Swirrl / ook

Structural search engine
https://search-prototype.gss-data.org.uk/
Eclipse Public License 1.0
6 stars 0 forks source link

Show more dataset info #18

Closed kiramclean closed 3 years ago

kiramclean commented 3 years ago

Right now selecting some codes just fetches the dataset id and the count of observations that match. We should also fetch the labels, descriptions, or whatever other information is relevant. Also generate the right urls so the "View data" buttons actually link to PMD.

Robsteranium commented 3 years ago

I think we need at least:

@benjystanton was wondering about publication date too. Indeed something like "latest reference period" (i.e. date of last observation) might be really useful for comparison (which is most up-to-date?). We can possibly wait for the coverage metadata.

benjystanton commented 3 years ago

Yeah I think publication date is really useful. Users need to know "is this the latest data?" so we often need a few bits of information to help understand that. E.g. If something was published 11 months ago but it's only published annually then it's still the latest data. So anything we can to help them answer this question would be great.

Robsteranium commented 3 years ago

We've since added description and today I've added publisher label and altlabel (typically has the acronym).

Robsteranium commented 3 years ago

The question "is this the latest data?" is tricky to answer!

  1. Upstream publication lags behind reality - i.e. it can take more than a year to collect, analyse and publish data - indeed you can't get data about a whole year until it's over!
  2. Some publications lag further behind than others - ONS trade data is derived from HMRC data so it necessarily lags further behind.
  3. The cubes on IDP lag behind publications - because it takes some time to write and check the transformation.
  4. The OOK index lags behind IDP - because we have to run this manually at the moment (until we implement #17).

We should aim to show the publication-dates and observation-ref-dates side-by-side. We can reveal this once the upstream dataset tracking (https://github.com/Swirrl/cogs-issues/issues/35) and coverage metadata (https://github.com/Swirrl/cogs-issues/issues/92) are loaded.

This will be really useful for OOK as we can show how robustness comes at the expense of recency - a key dataset-choosing criterion.

We could load the metadata showing when the cubes were modified on IDP but I think it would be misleading (just because the cube was re-loaded, it doesn't follow that the data itself was any newer).

I suggest we leave this issue open until those upstream ones are resolved.
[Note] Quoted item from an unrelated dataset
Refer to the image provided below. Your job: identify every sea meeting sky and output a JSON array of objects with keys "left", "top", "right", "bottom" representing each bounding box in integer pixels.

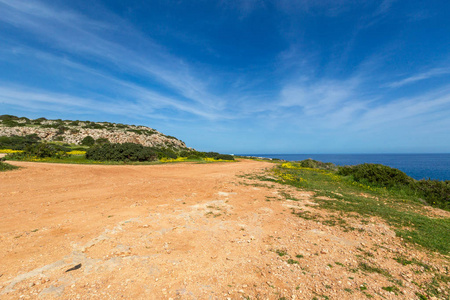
[{"left": 0, "top": 0, "right": 450, "bottom": 153}]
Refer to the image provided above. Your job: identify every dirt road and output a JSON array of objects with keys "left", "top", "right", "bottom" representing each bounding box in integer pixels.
[{"left": 0, "top": 161, "right": 448, "bottom": 299}]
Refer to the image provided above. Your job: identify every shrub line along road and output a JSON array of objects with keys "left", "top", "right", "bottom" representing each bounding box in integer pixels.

kiramclean commented 3 years ago

Publisher is now shown in the dataset results table since https://github.com/Swirrl/ook/commit/962f0875d27ecc75ccca09244ac11dc109f0eb9c and the links to PMD work now, so I'm going to close this in favour of #61 since the original problems this issue describes are fixed now and the remaining things we'd like to add depend on upstream issues being resolved first.